Confusion: I think this is where a caretaker personality can get in trouble. This is the drama triangle. She is clearly confused in how she feels and what she really wants. Some days the shame and hurt feelings from her past are present and I want to be there to rescue. Some days her anger towards things being different than she wants pushes her into the persecutor role because she knows I can easily slip into the victim role. She then swaps to try and rescue me from being the victim, only to use that "rescue" as ammunition later to tell me how great she is and how much she "does it all". Of course that enrages me because I know I work my tail off and I slide into the persecutor. Even moving out it is REALLY hard to step out of this triangle.
Wonderful list. I am a huge fan of writing down my observations and then modifying and sorting them out in writing.
Keep up the good work.
I agree that looking at her "looks confusing" and "she appears confused". Let me assure you
she is likely not confused at all.Big pause... big breath.
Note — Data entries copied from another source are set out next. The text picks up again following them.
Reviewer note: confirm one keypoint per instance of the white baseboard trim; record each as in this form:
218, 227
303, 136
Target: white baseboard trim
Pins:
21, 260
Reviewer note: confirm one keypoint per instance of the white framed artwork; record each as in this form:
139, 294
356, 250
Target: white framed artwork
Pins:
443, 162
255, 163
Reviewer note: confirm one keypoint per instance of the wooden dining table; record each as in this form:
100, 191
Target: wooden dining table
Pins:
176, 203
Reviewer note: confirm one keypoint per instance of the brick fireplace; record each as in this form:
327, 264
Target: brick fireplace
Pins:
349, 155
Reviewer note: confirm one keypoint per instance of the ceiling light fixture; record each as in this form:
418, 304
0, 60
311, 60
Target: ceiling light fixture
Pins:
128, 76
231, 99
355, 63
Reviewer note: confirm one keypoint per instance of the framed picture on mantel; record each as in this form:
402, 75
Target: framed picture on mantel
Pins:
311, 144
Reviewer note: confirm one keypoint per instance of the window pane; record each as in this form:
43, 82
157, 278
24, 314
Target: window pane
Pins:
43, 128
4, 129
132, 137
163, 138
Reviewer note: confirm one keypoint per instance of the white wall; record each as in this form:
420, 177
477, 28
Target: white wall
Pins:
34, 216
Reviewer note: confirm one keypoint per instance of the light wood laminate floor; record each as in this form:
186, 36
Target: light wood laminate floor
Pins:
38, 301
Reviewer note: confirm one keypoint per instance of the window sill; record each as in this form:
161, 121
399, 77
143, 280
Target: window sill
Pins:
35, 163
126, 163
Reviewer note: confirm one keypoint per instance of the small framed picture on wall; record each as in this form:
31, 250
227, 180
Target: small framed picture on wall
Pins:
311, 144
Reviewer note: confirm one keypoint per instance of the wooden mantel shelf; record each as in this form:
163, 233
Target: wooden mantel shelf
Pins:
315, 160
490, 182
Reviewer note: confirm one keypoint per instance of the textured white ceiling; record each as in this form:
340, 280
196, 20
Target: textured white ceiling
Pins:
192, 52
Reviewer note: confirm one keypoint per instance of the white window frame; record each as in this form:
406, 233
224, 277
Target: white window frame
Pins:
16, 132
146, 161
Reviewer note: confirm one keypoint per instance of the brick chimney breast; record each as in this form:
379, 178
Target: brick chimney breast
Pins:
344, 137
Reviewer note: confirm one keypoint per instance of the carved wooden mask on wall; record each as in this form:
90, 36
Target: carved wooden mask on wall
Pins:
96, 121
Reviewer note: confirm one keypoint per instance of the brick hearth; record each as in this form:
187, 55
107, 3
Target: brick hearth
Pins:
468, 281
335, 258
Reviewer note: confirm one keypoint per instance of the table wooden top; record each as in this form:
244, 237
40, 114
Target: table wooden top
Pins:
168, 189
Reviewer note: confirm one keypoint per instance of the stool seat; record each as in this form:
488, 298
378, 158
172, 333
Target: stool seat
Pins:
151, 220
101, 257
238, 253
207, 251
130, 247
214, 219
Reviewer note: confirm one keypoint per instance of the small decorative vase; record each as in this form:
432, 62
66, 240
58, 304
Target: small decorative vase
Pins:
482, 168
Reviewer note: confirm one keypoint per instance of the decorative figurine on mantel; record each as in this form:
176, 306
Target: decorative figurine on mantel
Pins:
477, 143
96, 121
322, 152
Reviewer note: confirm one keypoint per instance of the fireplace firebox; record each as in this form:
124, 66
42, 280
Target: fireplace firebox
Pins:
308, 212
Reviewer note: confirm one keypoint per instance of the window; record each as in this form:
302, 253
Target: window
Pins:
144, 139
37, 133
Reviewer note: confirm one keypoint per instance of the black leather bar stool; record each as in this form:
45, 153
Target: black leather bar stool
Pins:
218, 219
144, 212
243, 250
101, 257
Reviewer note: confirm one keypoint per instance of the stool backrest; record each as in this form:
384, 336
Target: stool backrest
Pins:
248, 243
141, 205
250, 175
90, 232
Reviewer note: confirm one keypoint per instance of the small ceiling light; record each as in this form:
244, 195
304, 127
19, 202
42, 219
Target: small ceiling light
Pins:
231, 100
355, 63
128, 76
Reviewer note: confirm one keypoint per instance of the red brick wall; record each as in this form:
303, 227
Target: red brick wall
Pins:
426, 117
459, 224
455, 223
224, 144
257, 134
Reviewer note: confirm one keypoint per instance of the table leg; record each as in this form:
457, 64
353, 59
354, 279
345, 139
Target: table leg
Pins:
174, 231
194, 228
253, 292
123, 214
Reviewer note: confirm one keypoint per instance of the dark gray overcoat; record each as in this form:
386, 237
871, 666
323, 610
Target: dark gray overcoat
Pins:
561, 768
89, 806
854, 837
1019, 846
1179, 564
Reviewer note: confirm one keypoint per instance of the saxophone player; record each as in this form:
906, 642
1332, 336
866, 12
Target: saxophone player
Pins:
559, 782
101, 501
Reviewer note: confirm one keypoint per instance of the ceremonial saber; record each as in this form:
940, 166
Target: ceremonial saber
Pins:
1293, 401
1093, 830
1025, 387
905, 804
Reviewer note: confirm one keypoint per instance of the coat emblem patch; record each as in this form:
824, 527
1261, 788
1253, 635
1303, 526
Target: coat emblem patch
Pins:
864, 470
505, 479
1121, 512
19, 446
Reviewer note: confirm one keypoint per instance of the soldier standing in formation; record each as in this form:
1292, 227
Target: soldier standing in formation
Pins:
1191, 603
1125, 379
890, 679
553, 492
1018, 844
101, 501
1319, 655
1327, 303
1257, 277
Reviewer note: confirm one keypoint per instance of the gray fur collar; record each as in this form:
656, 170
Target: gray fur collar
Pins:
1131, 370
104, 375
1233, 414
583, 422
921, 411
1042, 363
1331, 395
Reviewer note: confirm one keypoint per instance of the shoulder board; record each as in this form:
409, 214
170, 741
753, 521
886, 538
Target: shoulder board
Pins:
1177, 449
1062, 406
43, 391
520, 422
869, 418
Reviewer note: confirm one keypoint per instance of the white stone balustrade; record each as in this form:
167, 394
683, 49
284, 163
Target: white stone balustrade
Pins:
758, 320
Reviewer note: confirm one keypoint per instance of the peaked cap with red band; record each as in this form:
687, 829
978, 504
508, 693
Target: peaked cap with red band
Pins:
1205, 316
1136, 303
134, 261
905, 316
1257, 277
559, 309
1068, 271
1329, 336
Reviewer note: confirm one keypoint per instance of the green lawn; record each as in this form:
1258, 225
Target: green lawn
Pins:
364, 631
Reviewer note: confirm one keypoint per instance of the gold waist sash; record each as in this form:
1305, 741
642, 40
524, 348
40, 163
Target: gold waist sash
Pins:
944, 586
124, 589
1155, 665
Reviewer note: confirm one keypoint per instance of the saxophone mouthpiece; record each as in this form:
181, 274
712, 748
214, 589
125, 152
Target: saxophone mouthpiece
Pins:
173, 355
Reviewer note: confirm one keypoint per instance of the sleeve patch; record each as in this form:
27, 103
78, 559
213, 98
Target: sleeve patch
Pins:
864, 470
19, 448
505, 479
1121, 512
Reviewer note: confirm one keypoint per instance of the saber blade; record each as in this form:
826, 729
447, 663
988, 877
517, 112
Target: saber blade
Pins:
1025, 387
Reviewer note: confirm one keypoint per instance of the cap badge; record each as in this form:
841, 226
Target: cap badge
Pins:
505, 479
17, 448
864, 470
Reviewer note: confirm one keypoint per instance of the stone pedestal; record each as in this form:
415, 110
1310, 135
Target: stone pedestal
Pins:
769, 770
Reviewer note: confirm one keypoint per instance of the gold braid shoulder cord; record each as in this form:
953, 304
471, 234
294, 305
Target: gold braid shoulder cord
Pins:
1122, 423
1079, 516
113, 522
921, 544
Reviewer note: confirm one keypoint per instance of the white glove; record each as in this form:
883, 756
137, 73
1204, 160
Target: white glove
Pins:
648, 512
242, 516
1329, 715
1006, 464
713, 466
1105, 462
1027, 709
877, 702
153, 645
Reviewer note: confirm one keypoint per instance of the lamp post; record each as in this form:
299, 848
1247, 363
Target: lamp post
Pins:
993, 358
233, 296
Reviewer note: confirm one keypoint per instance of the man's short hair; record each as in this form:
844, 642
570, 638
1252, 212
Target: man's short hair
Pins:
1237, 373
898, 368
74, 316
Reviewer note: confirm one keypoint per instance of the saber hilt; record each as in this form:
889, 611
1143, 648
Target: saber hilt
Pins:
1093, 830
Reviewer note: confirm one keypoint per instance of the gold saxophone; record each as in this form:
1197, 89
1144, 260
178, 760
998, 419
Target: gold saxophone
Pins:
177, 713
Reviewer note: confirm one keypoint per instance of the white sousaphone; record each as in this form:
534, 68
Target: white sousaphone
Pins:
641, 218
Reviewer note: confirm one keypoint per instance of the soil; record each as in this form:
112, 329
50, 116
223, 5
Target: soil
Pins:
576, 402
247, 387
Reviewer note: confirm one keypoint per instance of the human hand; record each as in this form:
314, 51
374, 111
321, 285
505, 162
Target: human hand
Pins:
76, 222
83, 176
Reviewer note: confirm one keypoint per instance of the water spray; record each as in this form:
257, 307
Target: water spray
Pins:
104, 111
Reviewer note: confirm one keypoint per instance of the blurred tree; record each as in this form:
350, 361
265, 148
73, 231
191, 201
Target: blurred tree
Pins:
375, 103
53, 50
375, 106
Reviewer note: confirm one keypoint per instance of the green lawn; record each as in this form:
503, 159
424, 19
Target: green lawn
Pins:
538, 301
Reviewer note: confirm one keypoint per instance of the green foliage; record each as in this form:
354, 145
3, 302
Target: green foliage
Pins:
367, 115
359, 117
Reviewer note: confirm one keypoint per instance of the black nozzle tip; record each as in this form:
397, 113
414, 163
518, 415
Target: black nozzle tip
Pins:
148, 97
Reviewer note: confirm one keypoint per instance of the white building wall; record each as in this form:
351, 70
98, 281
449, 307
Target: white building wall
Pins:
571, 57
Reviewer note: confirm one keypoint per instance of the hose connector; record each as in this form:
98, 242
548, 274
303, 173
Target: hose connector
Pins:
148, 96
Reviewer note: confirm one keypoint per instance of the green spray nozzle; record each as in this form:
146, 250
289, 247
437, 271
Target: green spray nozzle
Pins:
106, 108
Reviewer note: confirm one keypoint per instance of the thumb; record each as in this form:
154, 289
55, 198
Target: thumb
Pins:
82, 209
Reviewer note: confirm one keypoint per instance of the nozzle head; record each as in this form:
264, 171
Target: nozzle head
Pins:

What I'm going to say next, will hopefully help you understand and build empathy for your wife.
At the moment your wife says or does the things she does... .
she is not the least bit confused.. Furthermore, she likely can't remember "feeling" a different way.
Remember... .feelings equal facts... Facts will often invalidate her feelings and something has to be done about the facts... .she usually does something dysfunctional with those facts.
Remember... .she doesn't "plan" or "plot" to feel this way.
Then, her feelings change VERY RAPIDLY. Poof... . And she has a hard time remembering why she said xyz a few hours ago, if she acknowledges she said it at all.
Then... .
poofmore poof
Wash rinse repeat. You pretty much can understand what it is like to be a pwBPD. Can you imagine how uncomfortable this type of life is? Can you understand why she would want to "project" her feelings onto someone else.
Minimize your role in almost all of this. You will save your energy and reduce your part in her dysfunction.
Perhaps, perhaps... .once the temperature comes down some, you guys can take steps together, in a healthier direction.